Послышался ропот голосов, но они внезапно смолкли. На мгновение мне показалось, что я падаю, но вместо этого меня осторожно опустили на пол, подогнув под себя ноги, и сняли мешок, закрывавший мою голову.

Я быстро заморгала, пока мои глаза привыкали, рассматривая пыльный деревянный пол подо мной, разбросанные вокруг листья, тусклый свет — это место было знакомым. Я подняла голову, и мое сердце словно сжалось в кулак. Я стояла на коленях в конце церковного нефа, глядя вниз на две длинные шеренги фигур в белых плащах и масках из оленьих черепов. В конце двух рядов, между ними, стоял Джереми в своем белом костюме. Он стоял перед кафедрой, уставленной зажженными белыми свечами, с которых стекал воск, украшенный знакомыми маленькими безделушками из рыбьих костей и веточек.

Они вернули меня обратно в церковь Святого Таддеуса. Дождь лил сквозь разбитый потолок наверху, собираясь в лужу позади ряда молчаливых зрителей. Я попыталась встать, попыталась отползти назад — только для того, чтобы наткнуться прямо на ноги человека, который меня привел. Он был в капюшоне и плаще, как и остальные: безликий, совершенно безразличный к тому, что я снова начала кричать. Я боролась с ним, пока он заставлял меня идти между рядами фигур к Джереми. Он безмятежно наблюдал за всем этим, единственное улыбающееся лицо среди стольких черепов, почему-то самое жуткое из всех.
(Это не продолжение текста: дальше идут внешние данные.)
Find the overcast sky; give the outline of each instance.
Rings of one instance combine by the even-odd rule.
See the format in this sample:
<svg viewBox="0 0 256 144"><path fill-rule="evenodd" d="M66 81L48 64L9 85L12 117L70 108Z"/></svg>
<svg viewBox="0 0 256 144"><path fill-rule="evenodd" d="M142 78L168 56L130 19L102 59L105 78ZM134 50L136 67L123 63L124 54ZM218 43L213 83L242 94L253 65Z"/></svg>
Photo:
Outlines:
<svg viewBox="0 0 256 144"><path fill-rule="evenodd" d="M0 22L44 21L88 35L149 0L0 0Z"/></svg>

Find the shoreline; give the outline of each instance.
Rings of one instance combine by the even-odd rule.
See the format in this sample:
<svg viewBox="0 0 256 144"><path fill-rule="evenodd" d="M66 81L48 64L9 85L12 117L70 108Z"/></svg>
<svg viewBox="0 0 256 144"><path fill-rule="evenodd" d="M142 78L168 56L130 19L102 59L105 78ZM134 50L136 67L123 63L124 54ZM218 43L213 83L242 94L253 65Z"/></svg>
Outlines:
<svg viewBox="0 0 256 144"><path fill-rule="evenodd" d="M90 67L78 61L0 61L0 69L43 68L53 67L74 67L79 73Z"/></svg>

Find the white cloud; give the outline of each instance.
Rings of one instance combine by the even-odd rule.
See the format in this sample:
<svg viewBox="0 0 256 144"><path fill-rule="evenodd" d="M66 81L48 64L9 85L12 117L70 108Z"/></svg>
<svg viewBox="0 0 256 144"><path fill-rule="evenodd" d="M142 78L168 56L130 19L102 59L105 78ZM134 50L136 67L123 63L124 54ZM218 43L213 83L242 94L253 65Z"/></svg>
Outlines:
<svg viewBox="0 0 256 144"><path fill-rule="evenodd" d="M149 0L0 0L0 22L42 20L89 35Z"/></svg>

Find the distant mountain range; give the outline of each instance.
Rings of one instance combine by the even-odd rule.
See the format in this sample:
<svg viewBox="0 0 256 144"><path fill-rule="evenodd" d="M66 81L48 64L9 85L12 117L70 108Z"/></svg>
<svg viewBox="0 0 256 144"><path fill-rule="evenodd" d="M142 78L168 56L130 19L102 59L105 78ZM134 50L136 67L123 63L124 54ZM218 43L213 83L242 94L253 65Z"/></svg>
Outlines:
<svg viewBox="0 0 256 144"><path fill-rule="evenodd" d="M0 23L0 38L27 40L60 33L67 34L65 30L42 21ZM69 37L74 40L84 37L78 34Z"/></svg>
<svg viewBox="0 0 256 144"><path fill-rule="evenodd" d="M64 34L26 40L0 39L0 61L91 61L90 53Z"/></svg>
— Ты не можешь этого сделать!

Меня заставили опуститься на колени у его ног, мой охранник удерживал меня, а затем запрокинул мою голову назад, так что я была вынуждена посмотреть в лицо Джереми. Спокойное выражение лица, полное отсутствие каких-либо эмоций — с таким же успехом он мог смотреть на жука, боровшегося у его ног. У меня слишком пересохло во рту, иначе я бы плюнула ему в лицо.

— Отпусти меня, Джереми.

Я задыхалась, мой голос охрип от борьбы и недостатка воды.

Он просто покачал головой.

— Все почти кончено, — тихо сказал он. Затем, громче:

— Братья и сестры, это почти конец! Наша долгая борьба, кульминация нашей преданности — перед вечностью верной преданности нашему Богу. Наступил конец эпохи Человека. Этой нашей последней жертвой мы возвращаем Землю Богу.

— Возвращаем Богу, — в унисон пробормотала толпа. Джереми повернулся к восковому алтарю позади себя, а когда снова повернулся ко мне, в руках у него был тонкий нож. Он присел на корточки и прижал кончик ножа к моему подбородку.

— Теперь мне нет необходимости причинять тебе ненужную боль, Рэйлинн, — сказал он тихо, так тихо, что только я могла услышать.

— Но если ты будешь сопротивляться, если будешь суетиться, этот нож может выскользнуть, и все будет намного хуже, чем должно быть.

— Пошел ты, — прошипела я, а затем заорала.

— Пошел ты! Пошли вы все к черту!

Джереми терпеливо улыбнулся, затем грубо схватил меня за рубашку, разрезав ее ножом так быстро, что острый кончик задел мою плоть, оставив длинную тонкую полоску сочащейся крови на моей груди. Хватка моего охранника усилилась, когда я начала извиваться, протестуя, когда Джереми схватил мой лифчик и разрезал его тоже, оставив мою грудь обнаженной, а порванную одежду свисающей с плеч.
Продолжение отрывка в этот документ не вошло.